Y cómo fabricar robóticamente ese principio motor innato que es la admiración y que según Piaget hace que el niño, y transcribo del maestro Cabada Castro, «empiece a sentirla por su madre en los primeros estadios de la existencia? El niño a los dos o tres años se interesa ya por el origen de si mismo, de sus padres y de las cosas que le rodean». Parece tratarse –dice el psicólogo alemán B. Grom– de «la primera intuición global de una total dependencia de origen metafísico». Sócrates afirmaba que el principio de la filosofía es la admiración, «pues no hay otro principio de la filosofía sino éste». ¿Y verdaderamente qué posibilidades hay de que el robot cambie su finalidad mediante el surgimiento de la admiración? El robot percibe, de acuerdo con su diseño, y reacciona en línea, pero no funciona a impulsos de la admiración.

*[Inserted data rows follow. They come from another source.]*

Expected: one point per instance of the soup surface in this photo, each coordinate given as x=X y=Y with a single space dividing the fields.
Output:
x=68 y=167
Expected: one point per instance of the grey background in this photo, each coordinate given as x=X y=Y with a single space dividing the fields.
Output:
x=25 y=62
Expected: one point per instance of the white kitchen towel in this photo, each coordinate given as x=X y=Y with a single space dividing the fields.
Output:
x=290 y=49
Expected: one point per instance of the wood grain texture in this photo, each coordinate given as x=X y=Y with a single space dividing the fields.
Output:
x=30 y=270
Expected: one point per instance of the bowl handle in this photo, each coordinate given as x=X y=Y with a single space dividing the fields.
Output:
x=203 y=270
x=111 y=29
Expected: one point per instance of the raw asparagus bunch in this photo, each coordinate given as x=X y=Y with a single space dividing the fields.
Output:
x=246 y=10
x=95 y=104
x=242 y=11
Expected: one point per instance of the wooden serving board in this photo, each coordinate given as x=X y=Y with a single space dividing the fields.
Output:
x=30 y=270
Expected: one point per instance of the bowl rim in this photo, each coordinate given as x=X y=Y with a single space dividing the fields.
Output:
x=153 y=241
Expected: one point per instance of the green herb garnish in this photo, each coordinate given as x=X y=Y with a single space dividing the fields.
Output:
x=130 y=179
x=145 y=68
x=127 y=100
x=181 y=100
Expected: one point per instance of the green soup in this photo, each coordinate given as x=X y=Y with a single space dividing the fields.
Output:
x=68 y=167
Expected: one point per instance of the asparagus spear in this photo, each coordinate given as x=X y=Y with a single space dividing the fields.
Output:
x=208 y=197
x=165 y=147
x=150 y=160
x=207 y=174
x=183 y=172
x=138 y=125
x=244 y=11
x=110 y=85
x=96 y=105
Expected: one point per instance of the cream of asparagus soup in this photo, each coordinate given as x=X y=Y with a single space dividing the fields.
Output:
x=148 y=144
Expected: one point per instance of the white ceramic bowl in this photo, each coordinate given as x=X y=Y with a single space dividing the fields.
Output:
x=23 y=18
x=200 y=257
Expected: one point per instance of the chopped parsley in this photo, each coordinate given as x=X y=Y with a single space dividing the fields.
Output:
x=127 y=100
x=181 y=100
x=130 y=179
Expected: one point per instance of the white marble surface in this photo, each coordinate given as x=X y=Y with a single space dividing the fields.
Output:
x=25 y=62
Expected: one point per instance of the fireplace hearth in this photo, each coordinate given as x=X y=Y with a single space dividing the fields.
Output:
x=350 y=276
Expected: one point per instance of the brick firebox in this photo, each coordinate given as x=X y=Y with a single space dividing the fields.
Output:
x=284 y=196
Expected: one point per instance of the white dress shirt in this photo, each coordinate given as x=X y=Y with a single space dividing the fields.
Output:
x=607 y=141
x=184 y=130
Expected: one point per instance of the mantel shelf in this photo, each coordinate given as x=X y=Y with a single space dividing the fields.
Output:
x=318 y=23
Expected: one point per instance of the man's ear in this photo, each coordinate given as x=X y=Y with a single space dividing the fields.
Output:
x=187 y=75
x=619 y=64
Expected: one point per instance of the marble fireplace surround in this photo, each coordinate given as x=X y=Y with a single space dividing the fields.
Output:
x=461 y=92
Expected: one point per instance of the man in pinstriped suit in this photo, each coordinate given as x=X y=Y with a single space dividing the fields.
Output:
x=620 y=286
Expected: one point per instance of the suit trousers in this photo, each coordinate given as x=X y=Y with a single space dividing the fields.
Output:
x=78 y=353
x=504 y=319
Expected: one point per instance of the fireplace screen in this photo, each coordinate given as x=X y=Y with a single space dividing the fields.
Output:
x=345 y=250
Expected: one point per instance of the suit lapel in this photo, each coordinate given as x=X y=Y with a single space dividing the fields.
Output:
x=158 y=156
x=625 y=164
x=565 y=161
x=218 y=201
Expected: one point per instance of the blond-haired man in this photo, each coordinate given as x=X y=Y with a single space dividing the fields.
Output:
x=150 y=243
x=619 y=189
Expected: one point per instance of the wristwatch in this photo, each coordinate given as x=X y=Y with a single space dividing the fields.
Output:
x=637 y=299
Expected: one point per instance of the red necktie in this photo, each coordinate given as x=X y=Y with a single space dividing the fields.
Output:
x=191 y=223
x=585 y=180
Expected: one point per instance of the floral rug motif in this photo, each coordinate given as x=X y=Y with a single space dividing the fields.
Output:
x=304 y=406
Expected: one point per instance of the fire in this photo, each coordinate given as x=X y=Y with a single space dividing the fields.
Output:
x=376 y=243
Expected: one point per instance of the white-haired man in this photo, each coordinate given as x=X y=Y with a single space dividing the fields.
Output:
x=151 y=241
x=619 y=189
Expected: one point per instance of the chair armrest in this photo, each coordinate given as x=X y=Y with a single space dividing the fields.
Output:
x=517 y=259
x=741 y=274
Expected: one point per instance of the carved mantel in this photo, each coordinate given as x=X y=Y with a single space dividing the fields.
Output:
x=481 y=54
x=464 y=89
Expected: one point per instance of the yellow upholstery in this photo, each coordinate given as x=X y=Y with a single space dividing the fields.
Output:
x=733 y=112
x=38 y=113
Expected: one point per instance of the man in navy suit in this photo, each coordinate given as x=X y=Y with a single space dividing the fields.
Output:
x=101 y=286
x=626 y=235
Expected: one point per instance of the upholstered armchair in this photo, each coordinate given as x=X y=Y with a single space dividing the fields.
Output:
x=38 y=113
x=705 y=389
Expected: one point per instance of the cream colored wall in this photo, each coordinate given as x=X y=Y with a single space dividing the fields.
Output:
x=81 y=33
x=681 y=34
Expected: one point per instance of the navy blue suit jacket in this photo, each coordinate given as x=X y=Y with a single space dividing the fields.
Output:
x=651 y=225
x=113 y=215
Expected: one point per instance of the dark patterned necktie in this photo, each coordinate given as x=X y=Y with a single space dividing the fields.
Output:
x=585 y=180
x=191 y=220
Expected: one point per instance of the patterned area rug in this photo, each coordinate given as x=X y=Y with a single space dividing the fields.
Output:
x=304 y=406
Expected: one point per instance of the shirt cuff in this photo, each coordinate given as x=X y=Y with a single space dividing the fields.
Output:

Michihito no puede sustituir al político. La política es una herramienta de la libertad, o debiera serlo, que opera más allá de las fronteras trazadas robóticamente. Una cosa es la ayuda robotizada para resolver operaciones y, otra, la decisión creativa «ab initio». Depende como se fabrique el contenido del robot. En cualquier caso cabe indicar el inicio de ese juego maquinal en la modesta máquina registradora de nuestros abuelos. No es necesario levantar tanto el vuelo científico o técnico. Incluso cabe introducir la falsedad en un robot.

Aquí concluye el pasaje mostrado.